Ghedi, la Cava Inferno tornerà discarica?

Il sindaco Lorenzo Borzi sembra possibilista sull'ipotesi di riutilizzare il sito per lo smaltimento dei rifiuti inerti. Ma il Comitato Carta si oppone con fermezza.

(red.) Si chiama Cava Inferno e in passato non è certo stata un paradiso di trasparenza. Da anni la discarica di Ghedi giace inutilizzata e ciclicamente si torna a discutere di un suo possibile riutilizzo. Se da una parte le amministrazioni che si sono succedute nel tempo hanno aperto la porta a possibili riutilizzi, la cittadinanza ha sempre mostrato la sua diffidenza. Un atteggiamento che si sta ripetendo identico anche in questi giorni.
L’ipotesi delle ultime ore è quella di un possibile riutilizzo della cava per lo smaltimento dei rifiuti inerti. Una proposta che non dispiace al sindaco del comune bresciano Lorenzo Borzi, che si è detto possibilista dinnanzi a una tale proposta. A opporsi decisamente al progetto è però il Comitato Carta: un corposo gruppo di cittadini, che da anni si sta battendo affinché il progetto della trasformazione della ex cava in discarica fallisca.

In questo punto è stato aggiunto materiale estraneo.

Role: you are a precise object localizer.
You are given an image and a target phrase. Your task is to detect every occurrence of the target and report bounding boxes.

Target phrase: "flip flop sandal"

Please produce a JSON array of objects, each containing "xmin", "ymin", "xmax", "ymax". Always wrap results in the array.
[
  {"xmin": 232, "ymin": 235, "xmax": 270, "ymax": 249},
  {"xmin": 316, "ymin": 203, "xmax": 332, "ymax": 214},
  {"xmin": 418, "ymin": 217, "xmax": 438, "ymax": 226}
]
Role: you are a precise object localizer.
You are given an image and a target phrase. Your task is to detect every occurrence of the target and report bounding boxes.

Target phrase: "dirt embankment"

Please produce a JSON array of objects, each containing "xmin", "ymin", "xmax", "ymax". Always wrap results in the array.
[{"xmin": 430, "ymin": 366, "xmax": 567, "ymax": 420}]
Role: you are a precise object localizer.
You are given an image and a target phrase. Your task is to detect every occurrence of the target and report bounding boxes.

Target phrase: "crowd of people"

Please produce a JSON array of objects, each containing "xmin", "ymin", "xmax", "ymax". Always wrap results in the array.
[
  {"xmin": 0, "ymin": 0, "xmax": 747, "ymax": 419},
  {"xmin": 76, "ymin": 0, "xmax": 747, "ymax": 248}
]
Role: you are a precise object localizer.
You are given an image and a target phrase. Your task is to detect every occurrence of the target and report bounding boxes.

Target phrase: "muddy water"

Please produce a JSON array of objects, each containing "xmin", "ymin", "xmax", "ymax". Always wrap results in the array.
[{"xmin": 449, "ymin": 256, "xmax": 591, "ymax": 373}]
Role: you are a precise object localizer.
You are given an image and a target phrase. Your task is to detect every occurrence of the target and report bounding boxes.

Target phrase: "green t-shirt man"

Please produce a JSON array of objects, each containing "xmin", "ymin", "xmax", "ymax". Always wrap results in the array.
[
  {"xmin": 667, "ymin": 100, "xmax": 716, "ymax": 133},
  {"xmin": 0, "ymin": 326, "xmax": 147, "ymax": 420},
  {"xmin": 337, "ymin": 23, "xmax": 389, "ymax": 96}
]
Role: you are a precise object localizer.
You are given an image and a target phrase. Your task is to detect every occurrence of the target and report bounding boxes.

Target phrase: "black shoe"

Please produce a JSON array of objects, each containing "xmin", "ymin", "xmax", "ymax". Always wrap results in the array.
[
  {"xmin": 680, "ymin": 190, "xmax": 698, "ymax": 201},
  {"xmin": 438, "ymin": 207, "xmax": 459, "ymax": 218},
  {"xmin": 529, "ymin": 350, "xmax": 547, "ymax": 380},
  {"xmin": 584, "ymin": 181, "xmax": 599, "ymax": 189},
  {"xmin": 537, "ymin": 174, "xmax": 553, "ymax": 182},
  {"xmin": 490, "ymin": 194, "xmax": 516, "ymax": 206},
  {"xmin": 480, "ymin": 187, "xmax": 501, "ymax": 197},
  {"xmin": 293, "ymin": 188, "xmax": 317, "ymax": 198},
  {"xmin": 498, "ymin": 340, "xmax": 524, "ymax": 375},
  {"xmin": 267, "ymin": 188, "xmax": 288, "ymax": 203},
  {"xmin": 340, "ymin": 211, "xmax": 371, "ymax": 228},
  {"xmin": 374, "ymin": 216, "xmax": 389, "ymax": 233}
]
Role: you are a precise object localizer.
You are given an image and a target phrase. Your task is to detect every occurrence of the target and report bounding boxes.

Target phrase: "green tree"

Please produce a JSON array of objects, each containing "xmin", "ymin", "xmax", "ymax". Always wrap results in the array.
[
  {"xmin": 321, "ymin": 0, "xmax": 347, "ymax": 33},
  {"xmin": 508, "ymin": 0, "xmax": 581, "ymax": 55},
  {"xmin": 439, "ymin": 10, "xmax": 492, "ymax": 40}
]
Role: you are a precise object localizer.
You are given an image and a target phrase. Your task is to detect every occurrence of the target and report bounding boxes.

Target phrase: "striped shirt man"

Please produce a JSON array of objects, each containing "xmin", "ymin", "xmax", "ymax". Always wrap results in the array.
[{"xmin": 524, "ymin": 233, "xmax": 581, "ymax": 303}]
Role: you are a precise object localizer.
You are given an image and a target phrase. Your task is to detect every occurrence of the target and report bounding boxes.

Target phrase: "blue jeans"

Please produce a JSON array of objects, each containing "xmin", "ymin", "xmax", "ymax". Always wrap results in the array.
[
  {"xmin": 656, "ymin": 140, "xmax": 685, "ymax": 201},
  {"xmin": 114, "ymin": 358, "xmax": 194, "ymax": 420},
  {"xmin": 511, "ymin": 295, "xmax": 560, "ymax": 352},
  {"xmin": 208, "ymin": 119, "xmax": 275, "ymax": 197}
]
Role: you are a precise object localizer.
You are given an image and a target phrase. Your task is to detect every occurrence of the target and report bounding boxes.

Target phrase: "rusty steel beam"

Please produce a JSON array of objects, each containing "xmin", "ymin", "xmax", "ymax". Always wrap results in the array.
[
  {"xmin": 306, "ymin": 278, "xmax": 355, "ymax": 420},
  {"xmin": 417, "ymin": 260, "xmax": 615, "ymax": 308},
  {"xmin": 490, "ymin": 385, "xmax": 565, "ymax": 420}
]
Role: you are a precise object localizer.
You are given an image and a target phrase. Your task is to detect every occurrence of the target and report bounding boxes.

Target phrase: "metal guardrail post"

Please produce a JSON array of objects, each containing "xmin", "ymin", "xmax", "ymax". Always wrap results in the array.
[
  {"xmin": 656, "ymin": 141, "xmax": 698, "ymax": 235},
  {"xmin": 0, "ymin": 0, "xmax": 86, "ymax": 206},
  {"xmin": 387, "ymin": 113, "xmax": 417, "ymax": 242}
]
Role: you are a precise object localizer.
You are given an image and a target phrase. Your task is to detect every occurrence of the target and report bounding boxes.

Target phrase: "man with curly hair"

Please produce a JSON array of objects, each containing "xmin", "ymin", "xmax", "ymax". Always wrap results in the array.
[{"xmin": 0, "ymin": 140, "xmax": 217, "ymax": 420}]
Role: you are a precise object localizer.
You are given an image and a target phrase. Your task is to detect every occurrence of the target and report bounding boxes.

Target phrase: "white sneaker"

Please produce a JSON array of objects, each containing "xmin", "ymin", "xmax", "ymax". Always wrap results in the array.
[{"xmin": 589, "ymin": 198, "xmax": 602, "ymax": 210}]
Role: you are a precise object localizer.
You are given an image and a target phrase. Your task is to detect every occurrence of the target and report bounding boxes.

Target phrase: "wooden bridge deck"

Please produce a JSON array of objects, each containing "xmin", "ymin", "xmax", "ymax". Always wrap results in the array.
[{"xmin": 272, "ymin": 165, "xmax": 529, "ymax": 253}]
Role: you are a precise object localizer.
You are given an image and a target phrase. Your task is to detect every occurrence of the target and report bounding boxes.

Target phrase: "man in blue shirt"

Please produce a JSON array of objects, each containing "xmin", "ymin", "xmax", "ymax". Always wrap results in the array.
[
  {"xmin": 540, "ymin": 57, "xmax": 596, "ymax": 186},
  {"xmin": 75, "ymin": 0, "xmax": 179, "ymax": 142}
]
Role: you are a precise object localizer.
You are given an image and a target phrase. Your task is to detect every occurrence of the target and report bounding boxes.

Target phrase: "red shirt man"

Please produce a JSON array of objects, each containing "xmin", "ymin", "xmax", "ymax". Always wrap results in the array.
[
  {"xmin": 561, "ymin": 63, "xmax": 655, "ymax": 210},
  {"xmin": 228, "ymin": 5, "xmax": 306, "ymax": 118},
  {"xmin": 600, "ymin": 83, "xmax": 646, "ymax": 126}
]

Sullo sfondo delle polemiche c’è l’imminente campagna elettorale. I candidati finora scesi in campo, Valter Migliorati e Simonetta Migliorati, consapevoli dei timori della cittadinanza, hanno già preso le distanze dalla realizzazione della discarica. Lorenzo Borzi, però, forse anche perché non ha ancora ufficializzato la sua candidatura, non si è mostrato altrettanto netto.
Ugo Zubani, portavoce del Comitato, ha espresso le sue preoccupazioni riguardo alla possibilità di una riapertura del sito. La paura, destata anche dagli scandali sul camuffamento dei rifiuti e sul sotterramento illegale di scorie tossiche nella provincia di Brescia, serpeggia tra i cittadini contrari alla riapertura della “buca”. «Da tempo – dice Zubani – ci battiamo contro la realizzazione della discarica in Cava Inferno, cava allagata da acquadi falda. Da sempre, chiediamo come mai tutta questa voglia di realizzare una discarica di inerti quando le discariche esistenti non trovano abbastanza materiali per poter lavorare a pieno regime».